Flux: GitHub Docker Registry lists inaccessible `docker-base-layer` tag

Created on 14 Oct 2019  路  24Comments  路  Source: fluxcd/flux

Describe the bug
Unable to fetch image metadata on docker.pkg.github.com.

To Reproduce
Steps to reproduce the behaviour:

  1. Turn on automation for a workload: fluxcd.io/automated: "true"
  2. Use an image from docker.pkg.github.com

Expected behavior
Expected images to be listed on fluxctl list-images

WORKLOAD                                     CONTAINER                IMAGE                     CREATED
name:deployment/name                         container-name                                       image data not available
                                                                      '-> (untagged)            ?

Logs

caller=images.go:159 component=sync-loop err="fetching image metadata for docker.pkg.github.com/owner/repository/image_name: error parsing HTTP 404 response body: invalid character 'p' after top-level value: \"404 page not found\\n\""

Additional context
Add any other context about the problem here, e.g

  • Flux version: 1.15.0
  • Helm Operator version:

    • Chart: flux-0.15.0

    • App version: 1.15.0

  • Kubernetes version: 1.14.7
  • Git provider: GitHub
  • Container registry provider: GitHub

Flux is able to:

  • Pull images
  • Read / write to the private repository
blocked bug

Most helpful comment

After a short investigation it seems that we are trying to fetch image metadata from docker.pkg.github.com/owner/repository/image_name/manifests/<tag> while it should be docker.pkg.github.com/v2/owner/repository/image_name/manifests/<tag>.

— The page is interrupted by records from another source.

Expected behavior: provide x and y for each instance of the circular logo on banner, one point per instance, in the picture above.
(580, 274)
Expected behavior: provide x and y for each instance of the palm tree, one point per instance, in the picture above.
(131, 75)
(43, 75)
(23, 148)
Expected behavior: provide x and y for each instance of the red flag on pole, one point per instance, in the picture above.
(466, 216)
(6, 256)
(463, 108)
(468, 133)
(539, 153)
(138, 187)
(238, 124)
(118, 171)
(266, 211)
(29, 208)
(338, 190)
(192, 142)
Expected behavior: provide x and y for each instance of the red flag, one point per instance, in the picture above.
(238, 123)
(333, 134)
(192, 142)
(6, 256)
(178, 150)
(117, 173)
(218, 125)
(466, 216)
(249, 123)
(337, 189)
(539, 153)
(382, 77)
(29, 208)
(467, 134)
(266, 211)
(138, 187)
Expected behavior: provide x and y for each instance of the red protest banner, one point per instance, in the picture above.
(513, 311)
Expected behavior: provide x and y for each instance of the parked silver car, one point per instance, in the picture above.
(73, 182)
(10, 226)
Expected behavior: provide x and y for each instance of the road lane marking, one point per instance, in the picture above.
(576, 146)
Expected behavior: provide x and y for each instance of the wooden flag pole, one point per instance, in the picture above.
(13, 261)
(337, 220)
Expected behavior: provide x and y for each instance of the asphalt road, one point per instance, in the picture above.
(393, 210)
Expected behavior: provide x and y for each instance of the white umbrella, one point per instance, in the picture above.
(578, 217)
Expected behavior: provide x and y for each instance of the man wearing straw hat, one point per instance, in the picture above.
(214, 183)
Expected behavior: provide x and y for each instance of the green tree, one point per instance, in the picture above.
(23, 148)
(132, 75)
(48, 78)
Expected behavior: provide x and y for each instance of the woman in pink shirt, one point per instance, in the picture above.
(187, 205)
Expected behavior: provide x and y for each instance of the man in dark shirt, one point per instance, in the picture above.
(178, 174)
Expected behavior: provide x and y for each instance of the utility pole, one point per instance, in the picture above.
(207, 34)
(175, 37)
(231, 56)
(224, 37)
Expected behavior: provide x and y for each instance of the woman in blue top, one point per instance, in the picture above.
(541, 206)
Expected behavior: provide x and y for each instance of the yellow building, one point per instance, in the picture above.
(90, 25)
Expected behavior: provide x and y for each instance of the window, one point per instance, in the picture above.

Example: 404 error as reported in log
https://docker.pkg.github.com/stashed/stash/stash/manifests/v0.9.0-rc.0-25-g1aa27c95_linux_amd64

Example: authentication request when /v2/ is added
https://docker.pkg.github.com/v2/stashed/stash/stash/manifests/v0.9.0-rc.0-25-g1aa27c95_linux_amd64

This makes me think that we do not make (correct) use of the API version check as defined in the OCI Distribution spec and Docker Distribution spec.


Additional thing worth knowing about Github's Docker Registry is that authentication is always required, and an image pull secret must thus always be present.

All 24 comments

After a short investigation it seems that we are trying to fetch image metadata from docker.pkg.github.com/owner/repository/image_name/manifests/<tag> while it should be docker.pkg.github.com/v2/owner/repository/image_name/manifests/<tag>.

Example: 404 error as reported in log
https://docker.pkg.github.com/stashed/stash/stash/manifests/v0.9.0-rc.0-25-g1aa27c95_linux_amd64

Example: authentication request when /v2/ is added
https://docker.pkg.github.com/v2/stashed/stash/stash/manifests/v0.9.0-rc.0-25-g1aa27c95_linux_amd64

This makes me think that we do not make (correct) use of the API version check as defined in the OCI Distribution spec and Docker Distribution spec.


Additional thing worth knowing about Github's Docker Registry is that authentication is always required, and an image pull secret must thus always be present.

I have the exact same issue.

ts=2019-10-28T12:50:50.2737575Z caller=images.go:17 component=sync-loop msg="polling for new images for automated workloads"
ts=2019-10-28T12:50:50.3553961Z caller=images.go:159 component=sync-loop err="fetching image metadata for docker.pkg.github.com/owner/repository/image_name: error parsing HTTP 404 response body: invalid character 'p' after top-level value: \"404 page not found\\n\""

Would this also explain why I'm seeing problems with glob filter automation on Docker Hub images? Right now we have an automated release with glob pattern 0.* that fails because of this:

ts=2019-11-04T08:32:20.906257839Z caller=images.go:106 component=sync-loop workload=mod-sirius:helmrelease/data-collector container=chart-image repo=docker.io/statisticsnorway/data-collector pattern=glob:0.* current=docker.io/statisticsnorway/data-collector warning="image with zero created timestamp" current="docker.io/statisticsnorway/data-collector (0001-01-01 00:00:00 +0000 UTC)" latest="docker.io/statisticsnorway/data-collector:0.16 (2019-11-04 08:31:30.2717874 +0000 UTC)" action="skip container"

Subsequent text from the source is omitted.